In the first part we had introduced how the Raspberry Pi Pi Pico W with the temperature sensors BME280 and DHT20 locally shows the temperature and humidity on a 0.96 ”or 1.3“ OLED display and at the same time sends the data via Bluetooth BLE to a smartphone or tablet . This time I would like to treat my favorite topic Robot Cars, first with one Pico W on the chassis and another for the controller. The basis of the programs are the examples
ble_simple_peripheral.py,
and as a module on the Pico W the file ble_advertising.py,
which can be found on github under https://github.com/micropython/micropython/tree/master/examples/bluetooth
It is best to download all "Examples" as a ZIP file right away.

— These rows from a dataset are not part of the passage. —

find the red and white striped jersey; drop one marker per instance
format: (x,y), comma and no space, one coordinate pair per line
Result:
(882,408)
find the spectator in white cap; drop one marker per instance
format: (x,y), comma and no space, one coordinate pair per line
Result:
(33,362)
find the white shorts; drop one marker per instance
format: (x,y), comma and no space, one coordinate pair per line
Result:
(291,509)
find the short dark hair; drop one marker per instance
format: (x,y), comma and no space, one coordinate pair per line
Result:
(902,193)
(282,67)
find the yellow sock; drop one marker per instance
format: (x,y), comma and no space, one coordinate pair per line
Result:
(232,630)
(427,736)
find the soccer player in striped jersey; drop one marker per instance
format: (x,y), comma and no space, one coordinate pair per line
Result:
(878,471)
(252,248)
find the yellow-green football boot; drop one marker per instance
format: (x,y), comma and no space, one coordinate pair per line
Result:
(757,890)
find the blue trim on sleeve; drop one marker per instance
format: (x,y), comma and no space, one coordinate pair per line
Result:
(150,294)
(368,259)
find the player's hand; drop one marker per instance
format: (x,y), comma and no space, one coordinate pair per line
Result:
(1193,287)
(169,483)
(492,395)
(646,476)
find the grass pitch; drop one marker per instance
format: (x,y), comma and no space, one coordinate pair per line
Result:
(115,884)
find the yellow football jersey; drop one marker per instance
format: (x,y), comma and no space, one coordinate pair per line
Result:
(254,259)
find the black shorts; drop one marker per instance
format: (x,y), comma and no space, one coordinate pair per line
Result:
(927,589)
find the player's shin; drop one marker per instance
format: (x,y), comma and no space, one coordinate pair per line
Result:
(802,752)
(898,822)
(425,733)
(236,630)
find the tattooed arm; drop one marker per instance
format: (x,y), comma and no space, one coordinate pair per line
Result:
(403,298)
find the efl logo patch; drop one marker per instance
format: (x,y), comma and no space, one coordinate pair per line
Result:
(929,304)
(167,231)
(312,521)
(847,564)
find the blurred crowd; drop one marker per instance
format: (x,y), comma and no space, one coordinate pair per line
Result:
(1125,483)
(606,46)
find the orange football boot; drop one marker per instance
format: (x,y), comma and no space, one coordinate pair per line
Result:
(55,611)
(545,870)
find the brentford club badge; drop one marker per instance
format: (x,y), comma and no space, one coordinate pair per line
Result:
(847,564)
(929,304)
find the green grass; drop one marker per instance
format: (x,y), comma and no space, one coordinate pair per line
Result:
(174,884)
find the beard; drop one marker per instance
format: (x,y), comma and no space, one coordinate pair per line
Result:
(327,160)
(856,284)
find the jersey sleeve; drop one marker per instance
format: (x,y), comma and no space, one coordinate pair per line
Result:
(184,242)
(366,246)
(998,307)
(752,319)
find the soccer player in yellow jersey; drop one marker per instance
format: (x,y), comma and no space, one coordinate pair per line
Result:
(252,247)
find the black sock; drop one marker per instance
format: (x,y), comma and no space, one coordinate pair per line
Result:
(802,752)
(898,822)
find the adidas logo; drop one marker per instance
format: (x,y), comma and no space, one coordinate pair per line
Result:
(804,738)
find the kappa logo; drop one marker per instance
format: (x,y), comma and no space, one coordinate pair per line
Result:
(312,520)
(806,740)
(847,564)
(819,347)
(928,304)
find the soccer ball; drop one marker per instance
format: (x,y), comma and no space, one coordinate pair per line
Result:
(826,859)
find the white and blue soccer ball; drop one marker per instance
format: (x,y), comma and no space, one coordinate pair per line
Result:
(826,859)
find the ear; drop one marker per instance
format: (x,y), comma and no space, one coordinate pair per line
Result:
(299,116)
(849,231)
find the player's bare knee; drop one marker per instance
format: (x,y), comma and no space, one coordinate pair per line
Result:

To use Bluetooth with the Raspberry Pi Pico W, you need the latest firmware that besides WiFi is now also supporting Bluetooth since June 2023. When writing the blog post it was this file: Micropython firmware pico-w-130623.uf2. Then you hold the boot button pressed and connect the Pico W via USB with the PC. In the Explorer, the Pico appears like a USB stick, so that the file *.uf2 can be moved to the pico with "drag and drop". The USB drive disappears a few seconds later and the Pico W can be programmed with Thonny.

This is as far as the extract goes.